Murch v. Mottram
Headline: Court reverses appeals court and upholds that a prisoner who knowingly skips state post-conviction steps forfeits constitutional claims, limiting federal review and making it harder for state prisoners to relitigate convictions in piecemeal fashion.
Holding:
- Lets states enforce rules that bar late or piecemeal challenges to convictions.
- Makes it harder for prisoners to get federal review after skipping state procedures.

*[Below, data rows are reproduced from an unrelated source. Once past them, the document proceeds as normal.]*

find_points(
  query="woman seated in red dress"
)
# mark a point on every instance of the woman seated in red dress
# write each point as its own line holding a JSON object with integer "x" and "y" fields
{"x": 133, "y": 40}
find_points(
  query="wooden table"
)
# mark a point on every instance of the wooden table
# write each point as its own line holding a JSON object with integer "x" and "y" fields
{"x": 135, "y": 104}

- Affirms courts can deny federal relief when prisoners deliberately bypass state remedies.
Summary
Background
A Maine prisoner convicted in 1960 and later paroled challenged his conviction and a parole revocation in state court. At a 1965 hearing his lawyer withdrew a broad petition and filed a narrower one attacking only the parole process. The state judge warned that under Maine’s post-conviction rules the prisoner had to raise every known claim then or lose them. The prisoner later filed another state petition raising the earlier constitutional claim, and the Maine courts found he had waived those claims. He then sought review in federal court.
Reasoning
The key question was whether the prisoner deliberately bypassed orderly state procedures so that federal courts could refuse to hear his later constitutional claims. After a full evidentiary hearing the federal trial court found he had fair warning, competent counsel, and nevertheless chose not to press those claims — a deliberate bypass. The Court relied on earlier decisions that allow federal courts to deny review when a prisoner knowingly forgoes state remedies. The Supreme Court reversed the Court of Appeals and sustained the trial court’s finding that the claims were waived, so federal review could be denied on procedural grounds.
Real world impact
This ruling lets state procedural rules that require all claims to be raised together be enforced in federal habeas cases. It makes piecemeal collateral attacks harder and signals that prisoners who ignore clear state warnings risk losing federal review. This was a procedural ruling, not a final decision on the merits of the constitutional claim.
Dissents or concurrances
Three Justices dissented and would have affirmed the Court of Appeals, believing the appellate court reached the correct result on these facts.